Graham Leggett wrote:

Ideally tomcat should be able to pass to httpd info like "hey, there is a new server in the pool, and it's called foo" or "do me a favour, I'm being taken out of the pool, so don't send me any new requests".


Config of httpd would be as simple as

ProxyPass /myWebapp ajp://seedserver/myWebapp

The server seedserver could then tell httpd about all the other servers in the cluster dynamically. "seedserver" could resolve to one machine, or more than one machine.


From what I experienced I can give an analogy with BEA WebLogic:

The cluster client uses a URL to contact the WLS cluster. The URL has the form

protocol://server1,server2,...:port

The URL supports a list of servers to avoid bootstrapping problems in case of a single server breakdown. Usually two independent nodes of the cluster are statically configured in this URL.

While the client starts, it tries to contact all servers configured in the URL. The first server that answers the request replies with a list of all cluster members.

Then the client connects to all cluster members.

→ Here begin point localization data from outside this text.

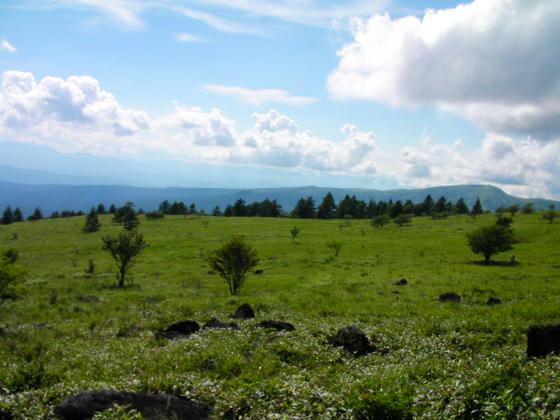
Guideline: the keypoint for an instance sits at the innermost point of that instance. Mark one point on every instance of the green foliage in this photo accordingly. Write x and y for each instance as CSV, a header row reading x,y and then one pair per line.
x,y
434,361
8,216
155,215
92,222
126,216
549,215
233,261
477,208
10,274
490,240
402,219
294,232
380,221
528,209
37,215
327,208
334,247
124,249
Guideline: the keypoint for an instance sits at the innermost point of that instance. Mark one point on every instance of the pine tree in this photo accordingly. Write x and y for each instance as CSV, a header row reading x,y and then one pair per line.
x,y
92,222
18,215
37,215
477,208
8,217
327,208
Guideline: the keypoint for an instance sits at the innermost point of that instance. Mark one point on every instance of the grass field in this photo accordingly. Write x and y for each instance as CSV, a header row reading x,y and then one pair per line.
x,y
434,360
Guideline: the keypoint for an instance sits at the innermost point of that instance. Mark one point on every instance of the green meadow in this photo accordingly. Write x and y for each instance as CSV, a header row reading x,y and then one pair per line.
x,y
433,359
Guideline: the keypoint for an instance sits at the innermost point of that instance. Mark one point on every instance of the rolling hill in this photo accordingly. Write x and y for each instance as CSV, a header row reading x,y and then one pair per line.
x,y
51,197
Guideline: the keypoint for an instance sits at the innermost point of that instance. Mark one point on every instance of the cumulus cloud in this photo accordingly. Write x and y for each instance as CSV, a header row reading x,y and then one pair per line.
x,y
6,46
77,115
260,96
525,167
184,37
493,62
55,109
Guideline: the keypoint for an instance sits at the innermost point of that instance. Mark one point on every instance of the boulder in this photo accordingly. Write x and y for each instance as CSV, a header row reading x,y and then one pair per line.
x,y
151,406
244,312
353,340
449,297
493,301
543,340
277,325
215,323
89,298
179,329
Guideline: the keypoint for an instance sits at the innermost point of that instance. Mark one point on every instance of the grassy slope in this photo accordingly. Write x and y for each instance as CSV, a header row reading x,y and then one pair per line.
x,y
437,360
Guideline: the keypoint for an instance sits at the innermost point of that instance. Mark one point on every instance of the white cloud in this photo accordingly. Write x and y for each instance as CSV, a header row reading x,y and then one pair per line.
x,y
525,167
77,115
6,46
260,96
494,62
320,13
184,37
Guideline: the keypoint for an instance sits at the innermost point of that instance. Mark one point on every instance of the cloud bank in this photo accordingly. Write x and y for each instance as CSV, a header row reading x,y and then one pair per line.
x,y
260,96
493,62
76,115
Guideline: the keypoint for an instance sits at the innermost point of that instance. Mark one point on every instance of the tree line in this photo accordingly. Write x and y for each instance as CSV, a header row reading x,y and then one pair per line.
x,y
349,207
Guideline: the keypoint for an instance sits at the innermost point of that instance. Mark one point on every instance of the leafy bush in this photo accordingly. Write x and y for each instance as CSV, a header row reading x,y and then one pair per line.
x,y
233,261
92,222
124,249
10,273
380,221
335,247
155,215
489,240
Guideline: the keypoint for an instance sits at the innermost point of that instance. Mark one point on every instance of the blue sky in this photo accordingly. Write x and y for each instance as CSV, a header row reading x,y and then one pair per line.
x,y
375,94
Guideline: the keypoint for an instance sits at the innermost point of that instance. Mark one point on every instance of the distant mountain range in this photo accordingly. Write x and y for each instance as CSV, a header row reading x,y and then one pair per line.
x,y
52,197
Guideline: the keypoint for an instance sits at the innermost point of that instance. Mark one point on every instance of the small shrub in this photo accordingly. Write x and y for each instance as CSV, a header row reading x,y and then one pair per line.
x,y
335,247
489,240
402,219
155,215
380,221
124,249
294,232
233,261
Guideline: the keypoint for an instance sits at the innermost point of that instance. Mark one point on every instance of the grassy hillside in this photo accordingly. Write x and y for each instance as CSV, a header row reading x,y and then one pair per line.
x,y
82,197
438,360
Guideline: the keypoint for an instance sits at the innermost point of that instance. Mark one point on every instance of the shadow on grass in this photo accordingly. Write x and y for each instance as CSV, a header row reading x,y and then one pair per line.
x,y
495,263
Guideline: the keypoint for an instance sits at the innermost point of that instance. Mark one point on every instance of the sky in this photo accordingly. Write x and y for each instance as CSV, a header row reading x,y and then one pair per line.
x,y
242,93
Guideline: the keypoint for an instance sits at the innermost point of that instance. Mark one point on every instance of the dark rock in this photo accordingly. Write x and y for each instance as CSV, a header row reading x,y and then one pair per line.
x,y
352,339
215,323
449,297
179,329
543,339
151,406
244,312
493,301
89,298
277,325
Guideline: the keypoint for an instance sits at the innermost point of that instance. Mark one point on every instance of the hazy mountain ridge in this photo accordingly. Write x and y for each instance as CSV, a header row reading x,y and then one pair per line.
x,y
82,197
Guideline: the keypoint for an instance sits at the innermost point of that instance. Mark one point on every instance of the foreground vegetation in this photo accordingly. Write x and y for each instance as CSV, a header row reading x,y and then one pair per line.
x,y
433,360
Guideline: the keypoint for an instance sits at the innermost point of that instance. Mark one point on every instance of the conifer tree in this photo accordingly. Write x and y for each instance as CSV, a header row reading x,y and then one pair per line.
x,y
92,222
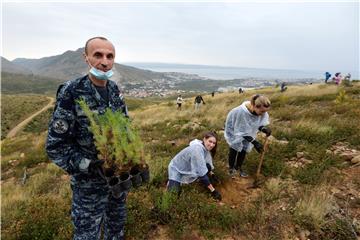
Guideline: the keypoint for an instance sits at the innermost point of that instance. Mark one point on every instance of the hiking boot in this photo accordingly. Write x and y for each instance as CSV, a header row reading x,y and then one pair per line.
x,y
243,174
232,172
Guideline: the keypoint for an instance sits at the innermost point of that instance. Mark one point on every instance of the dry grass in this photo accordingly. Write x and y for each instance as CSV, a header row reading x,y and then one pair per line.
x,y
318,127
315,205
311,90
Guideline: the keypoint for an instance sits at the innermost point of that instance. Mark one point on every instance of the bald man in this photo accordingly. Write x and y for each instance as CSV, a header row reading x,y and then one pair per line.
x,y
70,145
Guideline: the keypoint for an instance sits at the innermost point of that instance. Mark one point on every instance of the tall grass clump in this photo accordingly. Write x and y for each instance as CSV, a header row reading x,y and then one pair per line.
x,y
341,97
311,210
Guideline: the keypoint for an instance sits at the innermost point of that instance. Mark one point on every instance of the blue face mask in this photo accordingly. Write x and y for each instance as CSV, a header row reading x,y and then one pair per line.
x,y
98,74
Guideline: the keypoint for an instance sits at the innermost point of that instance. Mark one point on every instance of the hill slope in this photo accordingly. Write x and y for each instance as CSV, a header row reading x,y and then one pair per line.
x,y
310,189
71,65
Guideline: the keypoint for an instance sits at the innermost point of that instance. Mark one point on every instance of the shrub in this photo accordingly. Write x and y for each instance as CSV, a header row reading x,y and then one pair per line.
x,y
42,218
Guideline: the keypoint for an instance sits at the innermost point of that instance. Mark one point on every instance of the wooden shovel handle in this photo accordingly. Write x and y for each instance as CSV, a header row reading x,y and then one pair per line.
x,y
262,156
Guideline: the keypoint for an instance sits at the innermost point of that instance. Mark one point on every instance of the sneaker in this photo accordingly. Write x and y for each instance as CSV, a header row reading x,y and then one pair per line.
x,y
243,174
232,172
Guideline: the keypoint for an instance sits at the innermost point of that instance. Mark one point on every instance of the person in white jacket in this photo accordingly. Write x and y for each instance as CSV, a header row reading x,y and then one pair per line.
x,y
241,126
194,162
179,102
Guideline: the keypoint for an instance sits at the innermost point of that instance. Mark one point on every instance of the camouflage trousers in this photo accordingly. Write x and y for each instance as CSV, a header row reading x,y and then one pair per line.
x,y
94,208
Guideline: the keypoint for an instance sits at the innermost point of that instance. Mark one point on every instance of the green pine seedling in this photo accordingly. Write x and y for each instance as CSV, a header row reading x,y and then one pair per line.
x,y
116,140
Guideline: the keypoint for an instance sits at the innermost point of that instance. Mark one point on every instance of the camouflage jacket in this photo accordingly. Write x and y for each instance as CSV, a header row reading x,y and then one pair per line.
x,y
69,143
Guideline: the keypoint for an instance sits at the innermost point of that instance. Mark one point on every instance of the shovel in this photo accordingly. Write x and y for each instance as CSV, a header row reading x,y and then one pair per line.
x,y
258,181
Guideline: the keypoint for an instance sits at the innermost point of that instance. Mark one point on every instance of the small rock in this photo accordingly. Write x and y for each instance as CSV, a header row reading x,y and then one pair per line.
x,y
302,235
300,154
356,159
329,151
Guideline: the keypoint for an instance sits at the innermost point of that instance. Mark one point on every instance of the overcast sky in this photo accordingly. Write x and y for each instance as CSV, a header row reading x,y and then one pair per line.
x,y
305,36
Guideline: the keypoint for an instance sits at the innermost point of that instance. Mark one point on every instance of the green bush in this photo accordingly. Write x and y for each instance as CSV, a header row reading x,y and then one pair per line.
x,y
41,218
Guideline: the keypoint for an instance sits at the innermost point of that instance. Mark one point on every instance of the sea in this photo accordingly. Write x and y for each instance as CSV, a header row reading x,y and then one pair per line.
x,y
228,73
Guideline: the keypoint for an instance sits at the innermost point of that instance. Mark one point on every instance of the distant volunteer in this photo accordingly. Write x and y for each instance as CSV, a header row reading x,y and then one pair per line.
x,y
195,163
241,126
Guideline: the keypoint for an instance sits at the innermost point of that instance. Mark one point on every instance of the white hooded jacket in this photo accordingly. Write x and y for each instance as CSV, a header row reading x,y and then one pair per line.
x,y
240,122
190,163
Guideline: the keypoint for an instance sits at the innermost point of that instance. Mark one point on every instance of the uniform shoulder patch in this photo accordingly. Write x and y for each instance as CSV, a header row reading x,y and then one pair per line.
x,y
60,126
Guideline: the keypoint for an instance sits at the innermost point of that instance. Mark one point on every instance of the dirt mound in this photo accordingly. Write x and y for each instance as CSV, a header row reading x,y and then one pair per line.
x,y
237,191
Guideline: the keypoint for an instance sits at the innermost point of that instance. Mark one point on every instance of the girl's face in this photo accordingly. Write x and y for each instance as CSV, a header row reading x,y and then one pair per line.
x,y
260,110
209,143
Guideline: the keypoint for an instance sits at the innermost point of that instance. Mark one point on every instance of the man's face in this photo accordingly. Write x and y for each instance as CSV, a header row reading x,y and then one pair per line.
x,y
100,54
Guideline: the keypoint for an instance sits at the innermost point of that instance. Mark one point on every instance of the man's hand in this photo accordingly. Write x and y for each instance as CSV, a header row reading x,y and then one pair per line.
x,y
214,179
265,130
258,146
95,166
216,195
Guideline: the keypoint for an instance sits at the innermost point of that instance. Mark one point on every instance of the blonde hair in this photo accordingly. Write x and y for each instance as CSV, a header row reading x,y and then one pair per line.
x,y
260,100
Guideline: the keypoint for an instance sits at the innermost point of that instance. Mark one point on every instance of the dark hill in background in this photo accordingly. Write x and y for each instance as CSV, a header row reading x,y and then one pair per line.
x,y
13,83
7,66
71,65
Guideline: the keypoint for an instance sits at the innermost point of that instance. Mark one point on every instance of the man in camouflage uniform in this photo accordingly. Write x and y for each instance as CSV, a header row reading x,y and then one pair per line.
x,y
70,145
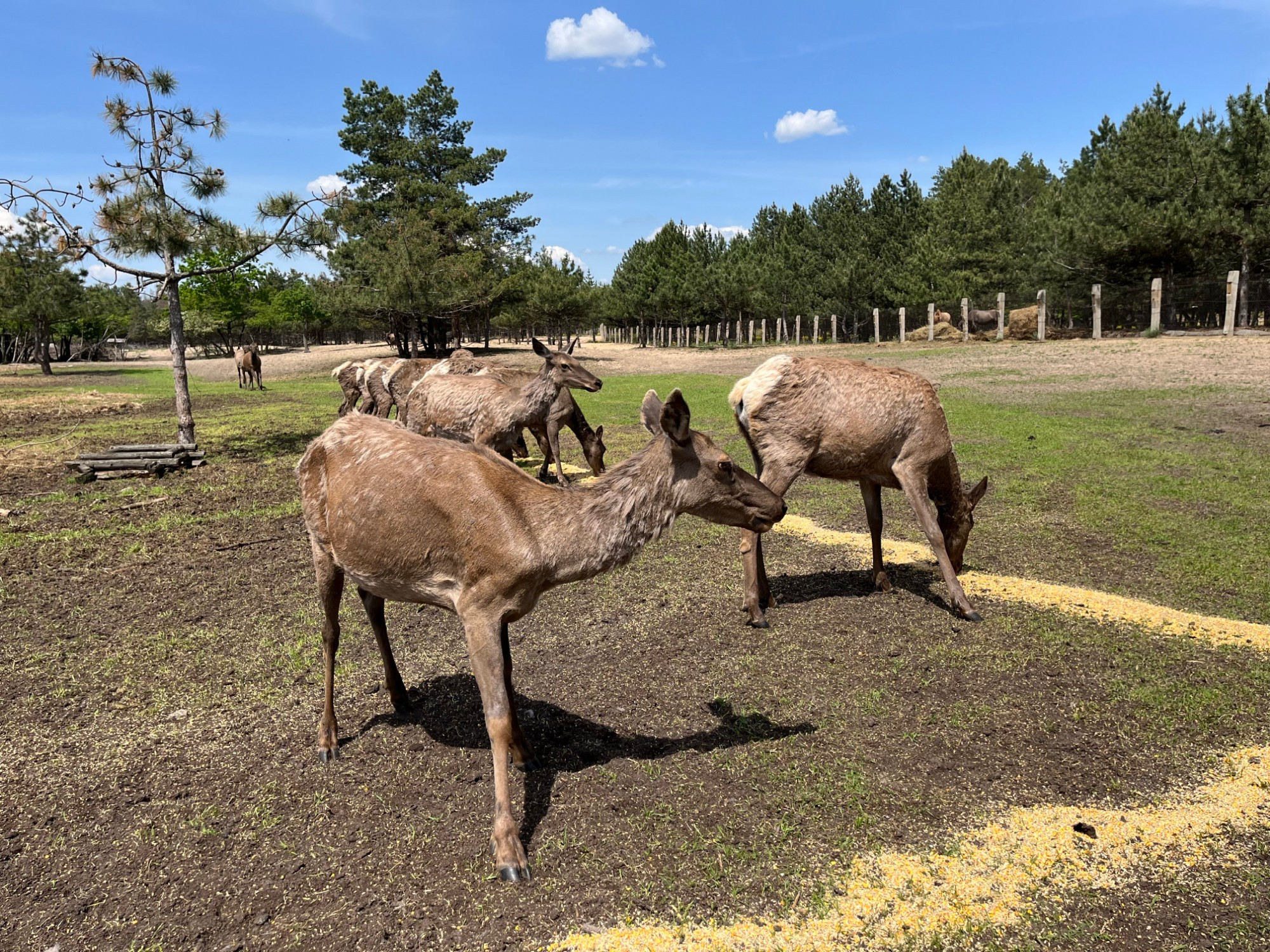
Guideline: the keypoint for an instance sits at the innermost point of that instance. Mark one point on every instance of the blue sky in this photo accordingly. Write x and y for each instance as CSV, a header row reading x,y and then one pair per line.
x,y
609,148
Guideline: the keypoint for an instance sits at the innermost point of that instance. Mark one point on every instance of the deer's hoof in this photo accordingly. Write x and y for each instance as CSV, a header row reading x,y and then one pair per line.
x,y
515,874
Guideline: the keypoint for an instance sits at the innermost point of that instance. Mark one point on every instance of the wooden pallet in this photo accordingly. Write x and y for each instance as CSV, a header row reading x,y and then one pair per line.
x,y
137,460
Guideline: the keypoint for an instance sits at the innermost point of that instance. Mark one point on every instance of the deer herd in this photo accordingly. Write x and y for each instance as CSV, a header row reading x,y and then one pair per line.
x,y
430,508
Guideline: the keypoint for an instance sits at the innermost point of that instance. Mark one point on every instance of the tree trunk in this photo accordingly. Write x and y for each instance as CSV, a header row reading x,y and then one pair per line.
x,y
1245,276
181,380
43,348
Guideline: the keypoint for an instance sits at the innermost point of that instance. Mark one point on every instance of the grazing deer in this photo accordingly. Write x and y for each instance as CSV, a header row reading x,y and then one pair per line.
x,y
248,361
469,532
402,378
850,421
350,375
565,413
486,411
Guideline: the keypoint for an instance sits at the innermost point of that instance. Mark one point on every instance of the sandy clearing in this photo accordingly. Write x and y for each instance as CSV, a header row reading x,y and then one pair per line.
x,y
1009,367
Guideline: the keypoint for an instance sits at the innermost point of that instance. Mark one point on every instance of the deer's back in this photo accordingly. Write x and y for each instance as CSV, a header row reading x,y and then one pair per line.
x,y
849,418
415,519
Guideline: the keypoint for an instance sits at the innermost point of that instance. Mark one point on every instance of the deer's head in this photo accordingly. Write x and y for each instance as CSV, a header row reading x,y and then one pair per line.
x,y
958,520
563,370
705,480
594,449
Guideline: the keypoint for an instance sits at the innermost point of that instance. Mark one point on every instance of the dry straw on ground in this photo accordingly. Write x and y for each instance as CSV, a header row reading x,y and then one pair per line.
x,y
991,879
1086,604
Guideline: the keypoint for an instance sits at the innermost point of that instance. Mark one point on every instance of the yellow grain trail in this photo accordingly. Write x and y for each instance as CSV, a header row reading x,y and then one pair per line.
x,y
993,879
1086,604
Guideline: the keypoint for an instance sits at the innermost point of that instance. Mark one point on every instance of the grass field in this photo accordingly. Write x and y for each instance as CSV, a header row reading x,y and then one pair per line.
x,y
162,686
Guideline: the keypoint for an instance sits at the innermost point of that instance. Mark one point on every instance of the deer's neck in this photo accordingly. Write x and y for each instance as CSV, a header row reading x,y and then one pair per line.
x,y
537,399
944,483
598,527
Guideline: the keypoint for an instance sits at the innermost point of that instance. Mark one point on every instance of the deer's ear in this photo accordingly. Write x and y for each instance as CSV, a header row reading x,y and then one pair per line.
x,y
977,493
676,418
651,413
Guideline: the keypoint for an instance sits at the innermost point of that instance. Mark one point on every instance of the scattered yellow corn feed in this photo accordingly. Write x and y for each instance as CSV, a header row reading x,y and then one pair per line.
x,y
1088,604
993,879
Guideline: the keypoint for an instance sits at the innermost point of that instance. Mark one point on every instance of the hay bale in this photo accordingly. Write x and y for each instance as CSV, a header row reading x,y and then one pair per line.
x,y
944,331
1023,324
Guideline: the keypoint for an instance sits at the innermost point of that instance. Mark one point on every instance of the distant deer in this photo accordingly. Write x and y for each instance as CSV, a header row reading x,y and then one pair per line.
x,y
486,411
350,375
565,413
248,361
469,532
850,421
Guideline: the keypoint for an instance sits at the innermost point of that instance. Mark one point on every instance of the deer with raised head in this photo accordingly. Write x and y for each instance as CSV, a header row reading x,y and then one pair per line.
x,y
467,531
483,409
247,359
852,421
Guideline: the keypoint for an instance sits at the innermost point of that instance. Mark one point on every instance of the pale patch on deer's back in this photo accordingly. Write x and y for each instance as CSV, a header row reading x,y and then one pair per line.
x,y
749,394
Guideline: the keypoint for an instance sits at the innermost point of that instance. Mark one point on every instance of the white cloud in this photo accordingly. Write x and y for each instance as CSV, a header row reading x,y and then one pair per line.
x,y
599,35
105,274
558,255
813,122
728,232
327,186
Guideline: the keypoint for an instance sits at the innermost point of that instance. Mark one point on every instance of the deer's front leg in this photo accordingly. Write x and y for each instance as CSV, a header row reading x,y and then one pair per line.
x,y
554,444
486,651
915,488
872,492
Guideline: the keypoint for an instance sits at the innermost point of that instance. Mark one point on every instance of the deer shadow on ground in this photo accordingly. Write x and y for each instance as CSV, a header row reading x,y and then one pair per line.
x,y
857,583
449,709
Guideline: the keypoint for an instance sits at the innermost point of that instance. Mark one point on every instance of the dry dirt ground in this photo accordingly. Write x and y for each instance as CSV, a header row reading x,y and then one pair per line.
x,y
162,687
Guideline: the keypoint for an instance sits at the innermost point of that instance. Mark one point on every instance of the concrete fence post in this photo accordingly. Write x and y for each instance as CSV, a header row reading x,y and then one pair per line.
x,y
1097,295
1158,293
1233,296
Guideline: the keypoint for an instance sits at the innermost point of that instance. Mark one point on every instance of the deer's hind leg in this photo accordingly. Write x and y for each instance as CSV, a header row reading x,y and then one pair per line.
x,y
331,590
872,492
486,643
374,606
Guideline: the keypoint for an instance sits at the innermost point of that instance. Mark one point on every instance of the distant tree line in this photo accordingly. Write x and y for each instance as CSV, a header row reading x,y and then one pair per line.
x,y
1158,195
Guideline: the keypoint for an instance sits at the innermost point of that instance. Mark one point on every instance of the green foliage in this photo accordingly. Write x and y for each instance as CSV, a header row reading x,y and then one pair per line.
x,y
418,248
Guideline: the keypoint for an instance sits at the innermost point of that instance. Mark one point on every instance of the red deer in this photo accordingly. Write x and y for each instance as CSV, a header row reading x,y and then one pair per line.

The communication of the client with the cluster members includes several obvious ways of dynamically adding or removing cluster nodes:

- a heartbeat protocol, so that the client detects a defect server by missing heartbeat packets
- a configurable time interval after which the client updates its cluster server list by asking one of the already known cluster servers
- a clean way of noticing the client by a cluster server that is in the process of being shut down


To ensure consistency, all cluster members exchange membership data, so that they have the same view of the cluster topology.

Furthermore the client loads communication code from the server. The code contains important information about load balancing. So the client learns from the cluster servers, if they should be used in a round-robin, or in a weight based way, and what their weights are. Again the cluster servers share this information via replication.

This setup is working well in many real world scenarios. Maybe it indicates, that it is a good idea to learn at least cluster topology and load balancing configuration from statically configured bootstrap cluster nodes. Of course some information still needs to be managed dynamically inside the cluster. But with all the JMX support in Tomcat, that seems to be a place, where that should be feasible.